Worker — a separate process (or the same process running a Worker instance) that pulls jobs off a queue and executes the processing function.
“We had zero workers running in staging, which is why jobs were queuing up but nothing was actually processing them.”
Concurrency — the number of jobs a single worker instance will process in parallel, configured to balance throughput against downstream resource limits. “We capped concurrency at 5 because the downstream API was rate-limiting us when the worker ran 20 jobs in parallel.”
Backoff strategy — the rule that determines how long to wait before retrying a failed job, typically fixed or exponential, used to avoid hammering a struggling downstream service. “We switched from a fixed 1-second backoff to exponential backoff, since retrying immediately during an outage was just adding more load to a service that was already failing.”
Stalled job — a job whose worker stopped renewing its lock (often due to a crash or an event-loop block), causing BullMQ to consider it abandoned and eligible for reprocessing. “The job wasn’t actually failing — the worker was blocking the event loop long enough that BullMQ marked it stalled and handed it to another worker, so it ran twice.”
Common Phrases
- “Is this a producer-side bug, or is the job stuck because no worker is consuming the queue?”
- “What’s the concurrency set to here — is that why the downstream service is getting rate-limited?”
- “Are we using exponential backoff on retries, or hitting the failing service immediately every time?”
- “Was this job actually failing, or did it just stall because the worker’s lock expired?”
- “Is a
jobIdset here to prevent duplicate jobs, or could a retry create a second one?”
Example Sentences
Debugging a duplicate-processing report: “The job ran twice because the worker’s lock renewal was delayed by a long synchronous operation — BullMQ considered it stalled and reassigned it to another worker before the first one finished.”
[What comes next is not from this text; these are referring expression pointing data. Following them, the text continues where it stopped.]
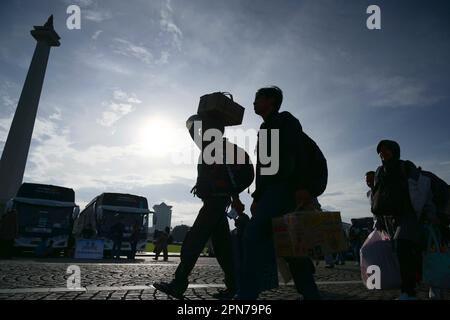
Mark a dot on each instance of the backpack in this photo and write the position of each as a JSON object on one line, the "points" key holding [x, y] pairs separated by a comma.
{"points": [[317, 163], [388, 198]]}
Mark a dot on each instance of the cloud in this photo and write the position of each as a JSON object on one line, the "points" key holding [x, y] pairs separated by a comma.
{"points": [[96, 34], [124, 97], [81, 3], [114, 113], [399, 91], [57, 115], [96, 15], [122, 104], [128, 49], [100, 62], [168, 25]]}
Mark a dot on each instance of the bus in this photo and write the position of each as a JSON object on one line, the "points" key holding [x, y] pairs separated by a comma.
{"points": [[96, 220], [44, 213]]}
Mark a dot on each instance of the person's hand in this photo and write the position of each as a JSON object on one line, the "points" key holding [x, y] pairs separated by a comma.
{"points": [[303, 198], [253, 208], [435, 220], [237, 205]]}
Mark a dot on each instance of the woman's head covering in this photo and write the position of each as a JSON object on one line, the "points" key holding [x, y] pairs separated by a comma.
{"points": [[393, 146]]}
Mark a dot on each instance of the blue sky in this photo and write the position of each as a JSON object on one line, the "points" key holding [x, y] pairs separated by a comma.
{"points": [[118, 91]]}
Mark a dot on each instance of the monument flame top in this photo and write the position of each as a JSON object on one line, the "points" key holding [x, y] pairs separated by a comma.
{"points": [[47, 33]]}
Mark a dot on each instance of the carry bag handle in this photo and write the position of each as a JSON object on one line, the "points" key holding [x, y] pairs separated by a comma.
{"points": [[228, 94], [433, 236]]}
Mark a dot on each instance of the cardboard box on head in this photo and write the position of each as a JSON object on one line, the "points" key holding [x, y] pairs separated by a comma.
{"points": [[219, 106]]}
Explaining a scaling decision: “We’re increasing worker concurrency from 5 to 15 now that the downstream API supports higher throughput, which should clear the backlog within an hour.”
Describing a retry policy in a design doc: “Failed jobs retry with exponential backoff up to 5 attempts, then move to the dead-letter queue for manual review rather than retrying indefinitely.”
Professional Tips
- Distinguish producer and worker issues explicitly — “the queue isn’t working” could mean either, and they require completely different fixes.
- State the concurrency setting when discussing throughput or downstream rate-limiting — it’s usually the actual lever being adjusted.
- Name the backoff strategy rather than saying “it retries” — fixed versus exponential backoff has very different effects during an incident.
- Use stalled precisely, not as a synonym for “failed” — a stalled job points to a worker or lock problem, not a bug in the job’s logic itself.
Practice Exercise
- Explain the difference between a producer and a worker in one sentence.
- Describe why exponential backoff is often preferred over fixed backoff for retries.
- Write a sentence explaining what causes a job to become “stalled.”